Lingering legacy of language
Updated: Sep 26, 2022
"Language is the blood of the soul into which thoughts run and out of which they grow."
— Justice Oliver W Holmes, Jr., US Supreme Court
Language is indeed the dress of thought for it to be the impetus of social cohesion. Inspiration, encouragement, discouragement and desperation are sourced from it depending on its spirit, substance and purpose. It is a reliable tool for effective, distributive, defective and destructive communications.
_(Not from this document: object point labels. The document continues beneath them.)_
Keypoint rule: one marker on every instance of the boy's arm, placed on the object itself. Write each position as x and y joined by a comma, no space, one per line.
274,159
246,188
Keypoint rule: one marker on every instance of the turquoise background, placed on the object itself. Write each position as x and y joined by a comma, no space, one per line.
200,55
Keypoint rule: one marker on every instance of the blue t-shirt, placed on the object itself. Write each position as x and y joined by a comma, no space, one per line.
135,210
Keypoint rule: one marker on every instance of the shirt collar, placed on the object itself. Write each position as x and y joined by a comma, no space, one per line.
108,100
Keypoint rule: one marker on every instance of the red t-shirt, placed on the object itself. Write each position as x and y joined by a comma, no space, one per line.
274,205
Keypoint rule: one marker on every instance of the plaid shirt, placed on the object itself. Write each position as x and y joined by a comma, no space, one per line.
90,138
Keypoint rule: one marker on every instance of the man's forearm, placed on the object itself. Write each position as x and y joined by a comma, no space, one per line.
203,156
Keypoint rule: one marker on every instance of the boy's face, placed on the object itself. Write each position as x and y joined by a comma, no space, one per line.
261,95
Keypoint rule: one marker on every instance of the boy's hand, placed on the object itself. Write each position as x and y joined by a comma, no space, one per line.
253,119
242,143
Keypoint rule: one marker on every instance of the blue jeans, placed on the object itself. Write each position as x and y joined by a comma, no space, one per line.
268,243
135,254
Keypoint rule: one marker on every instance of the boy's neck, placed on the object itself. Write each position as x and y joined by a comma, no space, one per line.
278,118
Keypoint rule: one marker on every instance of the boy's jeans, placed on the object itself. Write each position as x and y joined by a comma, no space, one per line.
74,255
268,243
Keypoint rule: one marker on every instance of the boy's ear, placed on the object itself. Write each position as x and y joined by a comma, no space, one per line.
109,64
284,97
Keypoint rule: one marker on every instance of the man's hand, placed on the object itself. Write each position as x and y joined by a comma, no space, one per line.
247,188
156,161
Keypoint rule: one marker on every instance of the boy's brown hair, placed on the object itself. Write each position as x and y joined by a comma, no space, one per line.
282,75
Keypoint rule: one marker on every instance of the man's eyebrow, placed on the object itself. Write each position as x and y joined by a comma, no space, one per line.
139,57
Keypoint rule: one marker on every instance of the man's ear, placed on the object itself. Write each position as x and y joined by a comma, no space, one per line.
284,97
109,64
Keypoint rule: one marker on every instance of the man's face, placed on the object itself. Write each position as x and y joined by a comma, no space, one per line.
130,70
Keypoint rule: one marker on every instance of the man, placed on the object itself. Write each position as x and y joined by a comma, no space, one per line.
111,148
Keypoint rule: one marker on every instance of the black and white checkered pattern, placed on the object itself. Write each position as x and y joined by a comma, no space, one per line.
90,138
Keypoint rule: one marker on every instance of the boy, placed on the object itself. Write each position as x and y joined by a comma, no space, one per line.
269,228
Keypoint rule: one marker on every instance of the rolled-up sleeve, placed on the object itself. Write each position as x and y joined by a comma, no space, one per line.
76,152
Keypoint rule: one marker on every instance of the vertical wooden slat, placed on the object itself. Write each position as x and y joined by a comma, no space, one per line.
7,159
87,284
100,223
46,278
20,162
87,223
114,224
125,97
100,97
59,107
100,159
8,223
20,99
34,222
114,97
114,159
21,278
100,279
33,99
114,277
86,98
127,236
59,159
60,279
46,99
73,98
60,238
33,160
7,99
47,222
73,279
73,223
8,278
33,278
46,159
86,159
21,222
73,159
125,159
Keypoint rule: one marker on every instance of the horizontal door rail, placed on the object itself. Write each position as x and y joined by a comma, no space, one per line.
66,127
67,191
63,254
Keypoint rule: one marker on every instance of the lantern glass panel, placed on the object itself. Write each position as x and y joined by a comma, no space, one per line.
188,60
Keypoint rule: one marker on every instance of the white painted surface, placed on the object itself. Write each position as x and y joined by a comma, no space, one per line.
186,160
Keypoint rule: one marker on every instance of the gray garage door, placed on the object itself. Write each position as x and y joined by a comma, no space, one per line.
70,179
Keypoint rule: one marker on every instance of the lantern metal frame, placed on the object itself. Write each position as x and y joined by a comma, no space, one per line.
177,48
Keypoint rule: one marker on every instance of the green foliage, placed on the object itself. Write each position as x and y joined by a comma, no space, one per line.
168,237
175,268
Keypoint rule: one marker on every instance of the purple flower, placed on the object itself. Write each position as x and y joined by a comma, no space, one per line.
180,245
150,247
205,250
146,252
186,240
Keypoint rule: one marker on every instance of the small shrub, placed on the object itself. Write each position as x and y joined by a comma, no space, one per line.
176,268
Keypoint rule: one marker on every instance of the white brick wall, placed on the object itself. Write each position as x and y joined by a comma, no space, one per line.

The English Language used in legislation is the epitome of convulsions and complexity in syntax. Edward VI (1537-1553) lamented, “I wish that the superfluous and tedious statutes were brought into one sum together, and made more plain and short.” Since then, a number of government commissions and parliamentary committees have attempted to revise and reorganise the statute book for the last 400 years.
To find the mercurial entity called justice requires language experts — philologists, linguists, grammarians, phonologists, vocabulists, usagists, classicists, transformationalists and glossographers — to draft legislation generally created to provide adequate exit strategies with well-designed escape routes to aid, assist and abet political camaraderie.
Drafters of legislation must be masters of language like Justices Cardozo, Holmes, Hughes, Jackson, Iyer and Abdoolcader. Why shouldn’t legislatures muster the assistance of judges as they are ultimately required to interpret the law? The doctrine of the separation of powers has seen better days!